Bringing Bitter Back

The 2015 December issue of Saveur includes a Bitter Melon tofu stir-fry recipe. It reminded me of my grandmother who would, much to my childhood discontent, insist on starting every lunch with Bitter Melon Bhaji. Worse, she would offer the second course, usually a delicious light fish or chicken curry, only after evidence of a finished bitter melon plate. Bitter Melon was the unwelcomed gatekeeper of lunchtime deliciousness.

My grandmother was a staunch believer in bitterness, a Bengali version of the British stiff upper lip. For her, all sweetness came at the price of bitterness. “The more you laugh, the more you’ll cry,” all the cousins joke. Bitter Melon wasn’t a vegetable, it was a philosophy. I had misinterpreted the lesson as a prescription to avoid the sweet, in order to avoid the bitter. Instead, it should be: accept the bitter and the sweet, equally. It makes life full and robust, a meal savored and stretched between bitter, salty, spicy and sweet. An appreciation of bitterness maybe a taste that is acquired by diligent practice and age. My love of cooking is no small part due to my grandmother’s slow, methodical, everyday practice of cooking. Here’s to you, Bubu.

I’d like to bring bitter back as a taste to be savored along with others, instead of avoided or feared. This is my bittersweet New Year’s Resolution: To finally embrace the Bitter Melons of my life.

Recipe for Bitter Melon Bhaji (Serve 4-6)

  1. Wash two or three bitter melons depending on size.IMG_2372

  2. Slice length-wise and scoop out seeds (some leave seeds in if melons are young)IMG_2373IMG_2374

  3. Massage with salt and rinse with cold water for a few minutes. Rinse. Drain. Let dry.IMG_2375

  4. Put 2 tablespoons of vegetable oil in a hot pan.

  5. Fry a medium sliced onion until soft and starts to brown.

  6. Add 1/2 a teaspoon of turmeric and salt to taste.

  7. Add a julienned medium potato.

  8. Fry until coated with turmeric. Bright and yellow.

  9. Add the bitter melon. Fry over gentle heat. Cover.

  10. Simmer, covered until potatoes and melon are soft and edges start to brown and caramelize.

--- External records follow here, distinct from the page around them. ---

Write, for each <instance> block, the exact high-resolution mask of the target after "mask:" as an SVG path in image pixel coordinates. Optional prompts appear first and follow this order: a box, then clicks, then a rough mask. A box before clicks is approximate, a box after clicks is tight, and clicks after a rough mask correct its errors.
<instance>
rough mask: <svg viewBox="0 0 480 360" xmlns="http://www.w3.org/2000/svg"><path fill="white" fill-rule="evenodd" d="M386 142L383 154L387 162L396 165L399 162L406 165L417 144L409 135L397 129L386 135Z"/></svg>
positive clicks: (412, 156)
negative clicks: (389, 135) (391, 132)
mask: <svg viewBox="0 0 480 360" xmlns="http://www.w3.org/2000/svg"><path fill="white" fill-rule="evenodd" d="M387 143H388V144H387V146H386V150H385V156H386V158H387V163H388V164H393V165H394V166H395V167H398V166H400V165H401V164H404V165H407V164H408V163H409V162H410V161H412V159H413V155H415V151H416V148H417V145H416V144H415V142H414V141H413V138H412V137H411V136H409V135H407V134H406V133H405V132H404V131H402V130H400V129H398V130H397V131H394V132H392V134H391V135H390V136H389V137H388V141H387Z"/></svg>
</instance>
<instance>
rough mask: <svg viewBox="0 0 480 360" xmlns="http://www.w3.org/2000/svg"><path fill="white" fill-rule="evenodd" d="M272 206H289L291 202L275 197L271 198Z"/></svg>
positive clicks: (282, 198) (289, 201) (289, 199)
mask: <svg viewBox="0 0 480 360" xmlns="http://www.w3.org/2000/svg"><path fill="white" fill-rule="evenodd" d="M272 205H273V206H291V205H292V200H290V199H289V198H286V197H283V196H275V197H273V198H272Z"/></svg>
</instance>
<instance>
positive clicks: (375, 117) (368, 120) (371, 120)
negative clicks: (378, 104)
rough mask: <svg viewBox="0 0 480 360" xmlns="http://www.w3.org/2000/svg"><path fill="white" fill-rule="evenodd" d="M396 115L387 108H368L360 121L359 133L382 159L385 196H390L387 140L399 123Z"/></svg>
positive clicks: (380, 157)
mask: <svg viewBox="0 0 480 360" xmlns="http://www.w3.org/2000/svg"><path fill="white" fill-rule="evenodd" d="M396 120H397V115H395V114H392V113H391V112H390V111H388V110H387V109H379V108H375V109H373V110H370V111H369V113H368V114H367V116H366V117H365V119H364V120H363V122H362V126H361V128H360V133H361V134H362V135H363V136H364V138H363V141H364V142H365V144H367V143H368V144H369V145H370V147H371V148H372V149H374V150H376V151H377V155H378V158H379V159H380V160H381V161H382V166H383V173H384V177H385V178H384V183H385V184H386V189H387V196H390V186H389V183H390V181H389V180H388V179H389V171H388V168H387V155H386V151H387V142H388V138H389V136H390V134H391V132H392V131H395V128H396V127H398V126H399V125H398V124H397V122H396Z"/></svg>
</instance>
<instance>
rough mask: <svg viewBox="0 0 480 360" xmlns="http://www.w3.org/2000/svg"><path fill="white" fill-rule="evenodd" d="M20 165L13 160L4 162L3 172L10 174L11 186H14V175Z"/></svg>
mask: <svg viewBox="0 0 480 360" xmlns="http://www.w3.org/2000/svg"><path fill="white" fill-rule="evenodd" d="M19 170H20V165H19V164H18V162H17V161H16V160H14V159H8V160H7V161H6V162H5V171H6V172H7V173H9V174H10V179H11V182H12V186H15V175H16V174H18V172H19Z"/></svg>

Serve with warm white rice and digest all the day’s bitterness away.

Garden to Table


  

Summer garden bhaji is what I decided to make with my friend Meg’s gift of fresh veggies this week. A bhaji is basically a stir fry of shredded vegetables with turmeric, onions and other spices ( if desired). Meg’s garden bhaji was a combination of cabbage, green peppers and okra. I added the juicy red cherry tomatoes to a dry shrimp sauté. Some simple dal, lentil soup and rice complete deshi dinner night. Stir fry or bhaji is an easy solution to having little bits of a variety of vegetables.  A good wok is worth having in a busy kitchen. Mine just lives on my stove. This garden to table dinner is a product of west Lafayette, good friends who garden, south Asian cooking techniques and spices. Its a dinner that reminds me of my friend down the street with her bountiful garden, my Bhabi (sister-in-law) who first  taught me how to make a bhaji, my baby girl’s craving for “home food,” my southern-raised beloved’s request for dal and how I need to make this for my vegetarian, Indian-food aware friend, Kathy.  Food is magic in its ability to bring such diversity together, just like a mixed vegetable bhaji. 

Who inspires your dinner plate tonight?